Step 4: Custom Training — Dataset YAML

yaml
# dataset.yaml — Custom dataset configuration for YOLO training
# Place this file alongside your data directory

# Dataset root directory (relative or absolute)
path: /home/user/datasets/my_custom_dataset

# Image directories (relative to path)
train: images/train    # Training images
val:   images/val      # Validation images
test:  images/test     # Test images (optional)

# Number of classes
nc: 5

# Class names (must match label indices 0, 1, 2, ...)
names:
  0: motorcycle
  1: car
  2: bus
  3: truck
  4: pedestrian

# Dataset statistics (optional, for reference)
# Total images: 4,200
# Total annotations: 18,500
# Image sizes: 640×640 (resized during training)

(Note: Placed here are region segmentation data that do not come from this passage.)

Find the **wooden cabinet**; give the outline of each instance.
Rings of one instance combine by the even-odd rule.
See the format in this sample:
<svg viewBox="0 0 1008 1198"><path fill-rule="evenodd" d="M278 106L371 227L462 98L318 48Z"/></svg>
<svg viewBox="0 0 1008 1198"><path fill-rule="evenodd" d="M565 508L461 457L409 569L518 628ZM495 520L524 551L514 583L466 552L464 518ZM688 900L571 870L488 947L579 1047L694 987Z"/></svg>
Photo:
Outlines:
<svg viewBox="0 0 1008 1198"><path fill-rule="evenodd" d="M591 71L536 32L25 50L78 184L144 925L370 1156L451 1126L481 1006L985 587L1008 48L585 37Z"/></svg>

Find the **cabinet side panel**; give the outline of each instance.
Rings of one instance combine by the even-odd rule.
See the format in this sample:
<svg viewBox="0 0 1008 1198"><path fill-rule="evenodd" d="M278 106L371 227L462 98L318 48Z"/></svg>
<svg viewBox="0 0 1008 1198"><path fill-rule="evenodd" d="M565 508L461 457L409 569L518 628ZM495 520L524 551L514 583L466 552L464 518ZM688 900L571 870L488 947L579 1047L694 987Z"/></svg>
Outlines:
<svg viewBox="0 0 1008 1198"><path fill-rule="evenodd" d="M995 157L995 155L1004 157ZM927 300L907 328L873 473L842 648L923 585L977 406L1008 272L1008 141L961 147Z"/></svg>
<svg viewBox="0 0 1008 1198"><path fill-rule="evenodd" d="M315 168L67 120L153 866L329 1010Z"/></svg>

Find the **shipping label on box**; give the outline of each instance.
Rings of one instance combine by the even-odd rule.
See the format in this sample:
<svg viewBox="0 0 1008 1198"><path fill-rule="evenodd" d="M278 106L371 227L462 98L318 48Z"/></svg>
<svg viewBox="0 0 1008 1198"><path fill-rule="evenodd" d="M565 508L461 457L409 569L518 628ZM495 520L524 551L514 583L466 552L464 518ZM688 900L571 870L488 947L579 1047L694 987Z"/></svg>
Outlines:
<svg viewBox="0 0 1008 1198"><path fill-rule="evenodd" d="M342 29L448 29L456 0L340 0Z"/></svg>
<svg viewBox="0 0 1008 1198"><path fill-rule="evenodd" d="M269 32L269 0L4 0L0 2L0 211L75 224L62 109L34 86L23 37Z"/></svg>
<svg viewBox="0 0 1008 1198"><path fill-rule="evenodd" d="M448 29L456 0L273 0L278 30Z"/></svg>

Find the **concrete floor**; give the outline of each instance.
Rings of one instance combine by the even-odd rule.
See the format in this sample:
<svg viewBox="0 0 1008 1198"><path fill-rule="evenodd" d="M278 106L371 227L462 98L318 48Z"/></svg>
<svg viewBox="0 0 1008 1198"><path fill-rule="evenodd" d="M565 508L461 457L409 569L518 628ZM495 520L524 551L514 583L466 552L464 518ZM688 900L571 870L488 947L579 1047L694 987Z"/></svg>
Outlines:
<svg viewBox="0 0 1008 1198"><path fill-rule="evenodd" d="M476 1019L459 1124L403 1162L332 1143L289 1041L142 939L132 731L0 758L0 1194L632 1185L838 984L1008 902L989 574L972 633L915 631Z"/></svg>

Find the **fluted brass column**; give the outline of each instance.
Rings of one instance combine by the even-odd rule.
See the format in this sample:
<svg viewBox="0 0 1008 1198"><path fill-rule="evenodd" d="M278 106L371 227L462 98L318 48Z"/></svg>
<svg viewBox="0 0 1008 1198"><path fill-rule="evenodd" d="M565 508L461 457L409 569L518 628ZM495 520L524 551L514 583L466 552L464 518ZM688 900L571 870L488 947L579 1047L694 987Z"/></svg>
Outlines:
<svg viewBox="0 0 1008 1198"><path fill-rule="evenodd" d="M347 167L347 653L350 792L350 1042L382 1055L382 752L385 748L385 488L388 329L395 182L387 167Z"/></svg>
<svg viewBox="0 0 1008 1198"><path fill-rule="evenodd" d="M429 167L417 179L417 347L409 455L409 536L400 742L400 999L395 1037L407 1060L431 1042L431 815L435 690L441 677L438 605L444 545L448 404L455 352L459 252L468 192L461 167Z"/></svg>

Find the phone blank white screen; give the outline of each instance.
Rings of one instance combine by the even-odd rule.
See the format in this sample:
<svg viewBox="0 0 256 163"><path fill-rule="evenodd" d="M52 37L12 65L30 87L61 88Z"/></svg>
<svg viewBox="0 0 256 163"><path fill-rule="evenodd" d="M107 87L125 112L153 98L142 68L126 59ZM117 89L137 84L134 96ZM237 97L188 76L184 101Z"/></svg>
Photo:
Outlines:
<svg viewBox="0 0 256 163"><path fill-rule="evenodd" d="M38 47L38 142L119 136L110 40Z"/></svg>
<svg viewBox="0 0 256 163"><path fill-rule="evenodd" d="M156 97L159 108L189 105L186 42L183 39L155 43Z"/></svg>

# ──────────────────────────────────────────────────────────
# Expected directory structure:
# my_custom_dataset/
# ├── images/
# │   ├── train/          ← your .jpg or .png images
# │   │   ├── img_001.jpg
# │   │   └── ...
# │   ├── val/
# │   └── test/
# └── labels/             ← YOLO format labels (auto-detected)
#     ├── train/
#     │   ├── img_001.txt  ← one .txt per image
#     │   └── ...
#     ├── val/
#     └── test/
#
# YOLO label format (one line per object):
# <class_id> <x_center> <y_center> <width> <height>
# All values normalised 0–1 relative to image dimensions
# Example: 0 0.5234 0.3891 0.2104 0.4502
#          ↑ class  ↑ cx   ↑ cy   ↑ w    ↑ h

Step 5: Train a Custom Model

python
# train_custom.py — Fine-tune YOLOv8 on your custom dataset
from ultralytics import YOLO
import yaml
import os

# ── Load pretrained YOLOv8 (transfer learning) ──
# Starting from pretrained weights dramatically reduces training time
# and improves accuracy compared to training from scratch
model = YOLO("yolov8m.pt")   # start from medium pretrained model

# ── Training configuration ──
training_config = {
    "data":      "dataset.yaml",  # path to your dataset config
    "epochs":    100,             # number of training epochs
    "imgsz":     640,             # input image size
    "batch":     16,              # batch size (reduce if OOM)
    "device":    "0",             # GPU device (use "cpu" for CPU)
    "workers":   4,               # dataloader workers
    "project":   "runs/train",    # save directory
    "name":      "nepal_traffic_v1",

    # Optimiser
    "optimizer": "AdamW",
    "lr0":       0.001,           # initial learning rate
    "lrf":       0.01,            # final LR = lr0 * lrf
    "momentum":  0.937,
    "weight_decay": 0.0005,

    # Augmentation (enabled by default)
    "augment":   True,
    "mosaic":    1.0,             # mosaic augmentation probability
    "mixup":     0.1,             # mixup augmentation
    "flipud":    0.0,             # vertical flip
    "fliplr":    0.5,             # horizontal flip

    # Early stopping
    "patience":  20,              # stop if no improvement for 20 epochs

    # Pretrained weights
    "pretrained": True,
    "freeze":    0,               # 0 = train all layers
                                  # 10 = freeze first 10 layers (faster, less data needed)
}

print("Starting training...")
print(f"Model: YOLOv8m | Epochs: {training_config['epochs']} | Batch: {training_config['batch']}")

# ── Start training ──
results = model.train(**training_config)

# ── Print final metrics ──
print("
Training complete!")
print(f"Best mAP50:    {results.results_dict.get('metrics/mAP50(B)', 0):.4f}")
print(f"Best mAP50-95: {results.results_dict.get('metrics/mAP50-95(B)', 0):.4f}")
print(f"Weights saved: {model.trainer.best}")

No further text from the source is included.